Friday, October 14, 2011

Love and Prayer

John Piper's book Desiring God is loaded with one-liners that leave the born again reader reeling back in wonderment of the potency and efficacy of the Scriptures. Piper is gifted with the ability to paint pictures of biblical truths with one and two sentence brush strokes that captivate and fascinate the mind.

In the chapter on Prayer, he stated something profoundly true along these lines (I was listening to it on audiobook): "When the pump of love has run dry, the pipe of prayer has not gone deep enough."

When I read across this section of the chapter about how prayer enables us to love one another, it stung my heart with immediate conviction. I had to pause my iPod, stop running alongside the street, and just contemplate its application to my life...as I huffed and puffed as a sweaty mess.

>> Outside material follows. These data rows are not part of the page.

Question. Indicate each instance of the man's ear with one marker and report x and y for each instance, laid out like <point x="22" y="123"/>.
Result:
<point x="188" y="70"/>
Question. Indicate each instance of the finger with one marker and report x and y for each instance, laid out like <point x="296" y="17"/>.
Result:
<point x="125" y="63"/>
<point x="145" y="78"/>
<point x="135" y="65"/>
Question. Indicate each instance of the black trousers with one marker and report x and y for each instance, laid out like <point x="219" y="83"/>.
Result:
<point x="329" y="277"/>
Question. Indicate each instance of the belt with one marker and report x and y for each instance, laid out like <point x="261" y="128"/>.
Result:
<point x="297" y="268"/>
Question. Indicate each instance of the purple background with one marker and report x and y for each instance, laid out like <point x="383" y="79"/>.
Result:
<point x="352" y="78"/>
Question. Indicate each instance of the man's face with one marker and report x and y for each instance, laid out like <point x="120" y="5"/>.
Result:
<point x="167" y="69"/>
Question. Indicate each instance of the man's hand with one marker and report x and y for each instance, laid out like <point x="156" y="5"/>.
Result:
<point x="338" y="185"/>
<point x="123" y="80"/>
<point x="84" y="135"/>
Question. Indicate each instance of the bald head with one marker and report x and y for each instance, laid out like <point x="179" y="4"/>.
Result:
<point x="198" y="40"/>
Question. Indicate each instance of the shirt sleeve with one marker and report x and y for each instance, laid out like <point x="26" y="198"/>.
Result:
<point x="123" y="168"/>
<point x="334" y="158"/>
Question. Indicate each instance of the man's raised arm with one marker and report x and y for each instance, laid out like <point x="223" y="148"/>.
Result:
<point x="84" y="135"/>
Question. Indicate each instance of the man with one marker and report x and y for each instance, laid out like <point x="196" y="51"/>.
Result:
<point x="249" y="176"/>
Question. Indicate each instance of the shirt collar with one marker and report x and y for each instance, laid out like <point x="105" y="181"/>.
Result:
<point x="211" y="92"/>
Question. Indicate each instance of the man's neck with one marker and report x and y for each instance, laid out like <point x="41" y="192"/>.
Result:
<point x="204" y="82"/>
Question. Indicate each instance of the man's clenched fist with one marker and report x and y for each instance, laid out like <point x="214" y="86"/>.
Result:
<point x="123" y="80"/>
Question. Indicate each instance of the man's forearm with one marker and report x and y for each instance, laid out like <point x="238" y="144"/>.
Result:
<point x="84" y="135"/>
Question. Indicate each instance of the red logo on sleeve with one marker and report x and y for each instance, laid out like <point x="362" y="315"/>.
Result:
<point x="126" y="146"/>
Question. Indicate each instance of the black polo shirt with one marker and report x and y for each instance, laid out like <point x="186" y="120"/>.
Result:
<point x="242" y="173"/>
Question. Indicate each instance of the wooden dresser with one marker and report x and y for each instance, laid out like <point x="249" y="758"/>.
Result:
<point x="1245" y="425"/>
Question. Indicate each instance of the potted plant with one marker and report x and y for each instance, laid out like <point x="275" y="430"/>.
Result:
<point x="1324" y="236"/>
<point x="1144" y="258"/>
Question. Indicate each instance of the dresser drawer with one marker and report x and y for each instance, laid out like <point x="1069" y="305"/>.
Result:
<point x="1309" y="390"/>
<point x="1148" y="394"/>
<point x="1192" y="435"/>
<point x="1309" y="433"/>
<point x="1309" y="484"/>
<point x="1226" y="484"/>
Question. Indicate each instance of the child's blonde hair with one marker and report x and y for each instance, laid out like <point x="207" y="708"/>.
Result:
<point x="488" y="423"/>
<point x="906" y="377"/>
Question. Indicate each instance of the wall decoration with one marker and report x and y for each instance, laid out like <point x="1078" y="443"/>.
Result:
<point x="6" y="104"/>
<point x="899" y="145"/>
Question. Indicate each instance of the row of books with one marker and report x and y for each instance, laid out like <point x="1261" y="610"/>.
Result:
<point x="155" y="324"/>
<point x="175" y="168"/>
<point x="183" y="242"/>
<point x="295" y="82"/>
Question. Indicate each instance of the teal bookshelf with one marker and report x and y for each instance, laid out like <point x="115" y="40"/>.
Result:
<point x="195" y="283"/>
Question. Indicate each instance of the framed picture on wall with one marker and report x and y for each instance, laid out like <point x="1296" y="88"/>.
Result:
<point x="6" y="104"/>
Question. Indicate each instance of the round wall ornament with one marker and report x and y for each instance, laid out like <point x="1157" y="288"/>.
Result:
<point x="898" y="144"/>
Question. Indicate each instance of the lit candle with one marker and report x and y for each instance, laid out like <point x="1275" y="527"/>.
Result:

Questions swirled in my mind:

Who is difficult for me to love?
Where is the limit of my love exposed?
What is the love of Christ?
How do I pray for them?
How can I pray for them more?

The depth of Christ's prayer life was continually found in the depth of the Father's love. He withdrew into the hills for prayer with His Father, He cried over unrepentant Jerusalem, He sweat drops of blood in the Garden of Gethsemane before He endured the cross. What love. What prayer.

Hebrews 5:7 "In the days of his flesh, Jesus offered up prayers and supplications, with loud cries and tears, to him who was able to save him from death, and he was heard because of his reverence."